The strategy for determining the parameters to offset is shown in the following diagram for T2 and T3 time period as example:

The check that all other controlled parameters meet their required range is done in step g). In theory it is possible for steps e) to g) to be iterative, or possibly even steps c) to g) to be iterative, but this test case can be done without such iteration.

f) Parameters modified by Test Tolerances

Based on the decision in e), the set of parameters in a) and b) is reproduced in section f) of the accompanying spreadsheet, but this time modified by the Test Tolerances (applied offsets).

Re-derived parameters are calculated using the same methods as were used in step b).

g) Check controlled parameters Min/Max

Using a format similar to that in step d), the nominal value of each controlled parameter is recalculated, as at least some will have changed from the original due to the application of the Test Tolerances in step f).

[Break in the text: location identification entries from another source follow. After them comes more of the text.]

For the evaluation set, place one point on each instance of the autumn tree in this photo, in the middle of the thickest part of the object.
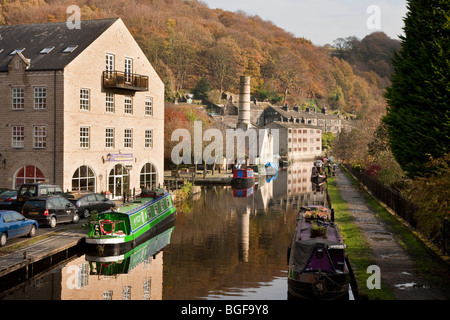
(418, 115)
(226, 63)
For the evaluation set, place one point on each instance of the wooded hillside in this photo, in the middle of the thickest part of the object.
(186, 41)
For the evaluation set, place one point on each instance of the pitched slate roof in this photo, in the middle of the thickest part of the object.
(33, 38)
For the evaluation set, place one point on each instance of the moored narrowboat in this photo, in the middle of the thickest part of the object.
(124, 263)
(123, 228)
(243, 178)
(317, 266)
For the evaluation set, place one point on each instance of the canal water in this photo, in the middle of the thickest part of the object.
(225, 244)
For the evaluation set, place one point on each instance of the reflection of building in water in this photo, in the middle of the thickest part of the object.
(136, 275)
(244, 232)
(263, 195)
(143, 283)
(293, 187)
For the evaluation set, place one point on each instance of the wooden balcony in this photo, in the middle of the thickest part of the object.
(127, 81)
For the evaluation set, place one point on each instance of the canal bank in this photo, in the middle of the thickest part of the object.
(389, 259)
(29, 261)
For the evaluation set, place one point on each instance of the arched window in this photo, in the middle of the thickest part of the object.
(28, 174)
(83, 179)
(148, 178)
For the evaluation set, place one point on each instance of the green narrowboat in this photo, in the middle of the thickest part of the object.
(123, 228)
(125, 263)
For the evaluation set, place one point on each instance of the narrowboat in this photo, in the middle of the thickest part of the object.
(120, 229)
(271, 168)
(317, 266)
(125, 263)
(318, 175)
(243, 193)
(243, 178)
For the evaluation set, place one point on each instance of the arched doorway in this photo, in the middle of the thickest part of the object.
(28, 174)
(148, 177)
(118, 181)
(84, 179)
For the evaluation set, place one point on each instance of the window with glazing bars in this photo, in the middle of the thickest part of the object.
(84, 137)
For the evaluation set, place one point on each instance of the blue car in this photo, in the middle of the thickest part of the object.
(13, 225)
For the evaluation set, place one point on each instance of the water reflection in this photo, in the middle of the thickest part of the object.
(232, 244)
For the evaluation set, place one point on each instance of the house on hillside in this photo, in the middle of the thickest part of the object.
(326, 122)
(298, 141)
(82, 108)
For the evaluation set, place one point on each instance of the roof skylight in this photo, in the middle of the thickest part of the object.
(47, 50)
(69, 49)
(16, 51)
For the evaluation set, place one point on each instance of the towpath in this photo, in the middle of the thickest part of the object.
(396, 266)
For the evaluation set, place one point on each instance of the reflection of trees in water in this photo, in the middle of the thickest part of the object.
(211, 252)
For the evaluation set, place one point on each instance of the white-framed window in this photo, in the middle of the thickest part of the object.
(148, 176)
(40, 137)
(126, 292)
(107, 295)
(149, 138)
(40, 98)
(110, 102)
(18, 98)
(84, 99)
(18, 136)
(128, 69)
(84, 137)
(128, 104)
(149, 106)
(128, 138)
(109, 63)
(109, 143)
(84, 179)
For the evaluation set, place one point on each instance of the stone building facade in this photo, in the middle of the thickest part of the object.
(298, 141)
(81, 108)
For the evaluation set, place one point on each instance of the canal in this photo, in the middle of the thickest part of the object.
(225, 244)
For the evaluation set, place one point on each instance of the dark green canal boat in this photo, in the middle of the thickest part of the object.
(123, 228)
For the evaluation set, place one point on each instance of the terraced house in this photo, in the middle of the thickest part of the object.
(81, 108)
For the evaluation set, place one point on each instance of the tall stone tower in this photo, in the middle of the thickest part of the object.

The minimum and maximum values, due to variability from uncertainties, of controlled parameters is then calculated and compared against the requirements (Required margin relative to threshold, E_s/I_ot range, RSRP level..). It is not necessary to calculate all parameters during each time interval T1, T2 and T3, so a selection is made of those critical to the test verdict. The critical requirement for each parameter is given briefly in the “Comment” column of section g) in the accompanying spreadsheet. The cases closest to limit (in these test cases, all limits are one-sided) are identified by turquoise cells in the spreadsheet. If all requirements are met, then the exercise is complete.

It can be seen that with the uncertainty values and Test Tolerances proposed, all the requirements are met.